What type of computer are thinking of using? A normal PC or some type of embedded processor? There's a lot of different ways to go with that and it will depend a lot on the type of experience your team has.
No matter what you do, you will need some type of I/O port on the computer connected to some type of drivers to power the motor. The I/O ports on computers won't in general have the power needed to drive a motor directly. So you need some type of driver circuit to basically amplify the signals from the computer to provide the current to the motor.
One class of such devices is called an H-Bridge. These are devices that not only allow you power the motor, but to also switch the direction of current to make the motor spin in either direction. They also allow you to control the speed of the motor. They normally do that by turning the power on and off very quickly with different ratios of on time vs off time.
There are multiple options on how a computer might connect to the H-Bridge driver. The small embedded processors have digital I/O lines. These are a single wire coming from the processor can have it's binary value set to 1 or 0. At 1, it's held at something like +5 Volts. For 0, it's held at ground. The computer can turn these digital I/O ports on and off in any sequence you want to program and it can do it fairly quickly (thousands of times per second).
Some H-Bridge devices are meant to be driven straight from a I/O lines like these. You might use two of them, and depending on the combination of 1 and 0 values the computer has output to these I/O lines, the H-Bridge will make the motor spin forward, or reverse, or act as a brake to make it stop.
Other H-Bridges can be driven with the pulse width signals used to drive servos.
If you are using a standard PC, the closest there is to single I/O lines is a parallel port (which newer PCs don't even have any more).
There are devices for controlling H-Bridges with serial ports from computers, and there are probably some USB options. Though I don't know what's available that way.
Your problem however is how to control a large number of motors without costing a fortune.

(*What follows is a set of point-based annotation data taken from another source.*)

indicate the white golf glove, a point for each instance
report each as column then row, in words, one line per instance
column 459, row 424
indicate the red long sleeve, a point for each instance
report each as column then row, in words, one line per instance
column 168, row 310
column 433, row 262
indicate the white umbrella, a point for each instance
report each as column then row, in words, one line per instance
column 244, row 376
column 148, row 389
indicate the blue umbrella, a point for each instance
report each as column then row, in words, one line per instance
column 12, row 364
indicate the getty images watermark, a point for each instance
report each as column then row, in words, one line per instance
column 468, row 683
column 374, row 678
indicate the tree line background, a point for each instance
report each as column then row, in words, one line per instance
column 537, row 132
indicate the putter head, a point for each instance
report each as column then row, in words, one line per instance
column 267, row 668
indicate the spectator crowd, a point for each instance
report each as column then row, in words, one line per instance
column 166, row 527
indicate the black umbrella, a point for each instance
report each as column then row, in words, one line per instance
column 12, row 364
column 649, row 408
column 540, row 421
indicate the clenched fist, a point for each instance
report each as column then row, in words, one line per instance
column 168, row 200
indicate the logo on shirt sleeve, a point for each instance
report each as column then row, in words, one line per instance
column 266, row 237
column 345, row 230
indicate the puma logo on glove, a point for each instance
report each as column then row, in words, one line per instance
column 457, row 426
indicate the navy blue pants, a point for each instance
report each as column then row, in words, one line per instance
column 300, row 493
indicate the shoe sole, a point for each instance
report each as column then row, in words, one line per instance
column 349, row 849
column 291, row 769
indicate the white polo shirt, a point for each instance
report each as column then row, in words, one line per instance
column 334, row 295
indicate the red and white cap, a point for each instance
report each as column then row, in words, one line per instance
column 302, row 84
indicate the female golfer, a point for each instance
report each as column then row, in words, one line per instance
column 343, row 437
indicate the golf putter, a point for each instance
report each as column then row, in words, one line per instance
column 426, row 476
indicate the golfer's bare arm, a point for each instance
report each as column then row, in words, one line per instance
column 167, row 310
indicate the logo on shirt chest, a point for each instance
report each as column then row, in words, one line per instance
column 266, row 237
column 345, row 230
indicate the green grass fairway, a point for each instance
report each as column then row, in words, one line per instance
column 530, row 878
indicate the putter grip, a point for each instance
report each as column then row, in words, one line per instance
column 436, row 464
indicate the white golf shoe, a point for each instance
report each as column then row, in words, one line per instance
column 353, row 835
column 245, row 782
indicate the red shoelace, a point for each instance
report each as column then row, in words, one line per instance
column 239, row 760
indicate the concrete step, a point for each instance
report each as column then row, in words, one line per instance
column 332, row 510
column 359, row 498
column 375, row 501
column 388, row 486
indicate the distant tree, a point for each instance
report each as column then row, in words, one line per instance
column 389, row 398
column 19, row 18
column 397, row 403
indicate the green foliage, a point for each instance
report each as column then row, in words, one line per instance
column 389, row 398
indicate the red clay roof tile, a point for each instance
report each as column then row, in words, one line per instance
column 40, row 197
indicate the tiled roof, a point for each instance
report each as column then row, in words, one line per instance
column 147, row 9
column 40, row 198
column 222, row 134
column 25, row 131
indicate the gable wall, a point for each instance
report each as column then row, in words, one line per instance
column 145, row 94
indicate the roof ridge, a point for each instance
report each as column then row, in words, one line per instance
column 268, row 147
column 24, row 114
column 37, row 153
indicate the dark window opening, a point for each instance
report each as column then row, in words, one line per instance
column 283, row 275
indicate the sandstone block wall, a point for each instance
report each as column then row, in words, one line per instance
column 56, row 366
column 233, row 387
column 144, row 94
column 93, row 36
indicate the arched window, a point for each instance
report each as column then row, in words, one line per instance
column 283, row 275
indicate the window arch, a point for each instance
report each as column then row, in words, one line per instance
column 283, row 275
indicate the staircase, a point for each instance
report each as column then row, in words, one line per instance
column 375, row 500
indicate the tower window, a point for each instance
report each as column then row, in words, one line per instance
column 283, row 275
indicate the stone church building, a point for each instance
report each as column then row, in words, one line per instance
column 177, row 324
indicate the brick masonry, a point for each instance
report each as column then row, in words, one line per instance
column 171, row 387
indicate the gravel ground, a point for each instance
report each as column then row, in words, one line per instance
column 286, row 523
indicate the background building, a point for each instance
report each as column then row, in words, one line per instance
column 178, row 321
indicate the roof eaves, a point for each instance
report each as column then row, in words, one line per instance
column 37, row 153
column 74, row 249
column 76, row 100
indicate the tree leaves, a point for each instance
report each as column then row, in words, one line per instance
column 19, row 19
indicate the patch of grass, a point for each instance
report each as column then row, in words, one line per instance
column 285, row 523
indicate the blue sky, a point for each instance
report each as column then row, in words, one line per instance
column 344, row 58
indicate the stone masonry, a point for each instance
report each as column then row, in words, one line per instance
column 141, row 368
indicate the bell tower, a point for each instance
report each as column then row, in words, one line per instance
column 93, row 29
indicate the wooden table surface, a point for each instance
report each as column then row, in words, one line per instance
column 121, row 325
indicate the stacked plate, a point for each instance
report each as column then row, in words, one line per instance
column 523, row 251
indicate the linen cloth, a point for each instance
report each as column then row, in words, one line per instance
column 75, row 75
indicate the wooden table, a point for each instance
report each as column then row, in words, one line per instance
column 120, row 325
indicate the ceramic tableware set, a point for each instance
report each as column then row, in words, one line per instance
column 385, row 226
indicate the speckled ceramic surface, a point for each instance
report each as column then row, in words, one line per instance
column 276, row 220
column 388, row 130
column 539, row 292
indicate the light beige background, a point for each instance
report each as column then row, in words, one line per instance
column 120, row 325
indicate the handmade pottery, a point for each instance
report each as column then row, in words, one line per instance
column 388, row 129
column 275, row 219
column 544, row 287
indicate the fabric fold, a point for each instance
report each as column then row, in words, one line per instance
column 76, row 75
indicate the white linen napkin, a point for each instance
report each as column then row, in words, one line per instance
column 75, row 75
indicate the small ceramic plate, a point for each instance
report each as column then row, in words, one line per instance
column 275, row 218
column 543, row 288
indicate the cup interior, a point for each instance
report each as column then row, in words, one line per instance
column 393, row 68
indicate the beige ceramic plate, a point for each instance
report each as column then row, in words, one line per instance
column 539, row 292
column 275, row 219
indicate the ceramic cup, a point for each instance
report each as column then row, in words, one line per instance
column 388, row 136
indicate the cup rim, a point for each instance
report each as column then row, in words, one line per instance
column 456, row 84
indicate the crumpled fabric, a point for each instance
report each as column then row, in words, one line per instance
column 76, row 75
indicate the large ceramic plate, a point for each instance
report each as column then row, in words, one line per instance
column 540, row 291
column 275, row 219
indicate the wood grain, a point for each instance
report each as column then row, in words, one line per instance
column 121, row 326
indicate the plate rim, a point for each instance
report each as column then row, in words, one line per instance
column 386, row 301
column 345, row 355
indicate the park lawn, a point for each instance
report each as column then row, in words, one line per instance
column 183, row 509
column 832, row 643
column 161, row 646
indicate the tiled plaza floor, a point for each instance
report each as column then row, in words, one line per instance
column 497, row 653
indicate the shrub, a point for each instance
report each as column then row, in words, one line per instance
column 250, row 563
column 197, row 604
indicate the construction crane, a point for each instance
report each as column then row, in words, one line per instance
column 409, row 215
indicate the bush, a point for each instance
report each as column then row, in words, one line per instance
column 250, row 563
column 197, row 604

You could buy 1000 H-bridge devices and find some way to make your computer send signals to all 1000 H-Bridge devices - but that's going to be expensive because a H-Bridge is not all that cheap.
A quick search on the web turns up this:
http://www.robotstore.com/store/product.asp?pid1&catid86
Which is a device you can hook to a serial port on your PC. You then buy one of the their dual H-Bridge circuits to connect to the serial board. With those two boards, you could write software on a PC to send data out a serial port, which would control only 2 DC motors. And those two boards would cost you $100 total. So that's $50 per motor.
That serial board is designed so you can hook many to the same serial port and end up controlling a total 254 motors. Using that with 4 serial ports on a PC and you could control 1024 motors. But it would cost you $50 per motor.
That H-bridge however is larger and more expensive than what you will need. But there are probably multiple options like the above, that you could buy off the shelf parts and not have to do any electronics other than wire parts together. Search for things like robots and h-bridge on the Internet to find more about these things.
Now, the other option you have, is to develop a custom circuit for making this work for less money. How much of this you will be able to do depends of anyone on your team has any electronics experience (or if you can get someone that does). There might be people in this group that could even hire to do some work for you at a low rate. I know the theory, but don't have the practical experience to do anything other than give you some ideas.
What you can do is hook all your motors into a large X-Y grid where you have row and column wires where the motor is attached at the intersection of each row and column wire. You will also need a diode in series with each motor. With this configuration, you can build a circuit to apply power to one row wire, and one column wire at a time. Doing that will activate the motor located at the intersection of that row and that column wire.
A custom driver circuit would then have to be built to apply the power to the row and column wires in response to the signals from the computer. But this could be made much cheaper, than using 1000 individual motor controls.
With this circuit, you could only spin the motors in one direction. If you want to spin them in two directions the same idea could be used, but with more column wires and drivers.
The computer would have to be programmed to do a complex pattern of turning row and column power drivers on and off to make everything spin correctly. But to some extent, you could could control the speed by how often you turned motors on and how long you left them off. The programming could be rather tricky.
So that's some ideas to get you started.

Most the small cheap motors just have a small shaft sticking out with no threads or any way to attach anything. You have to either pressure fit something on to it, or weld or glue it, or use a collar with a setscrew. But if you check around, you might find other options.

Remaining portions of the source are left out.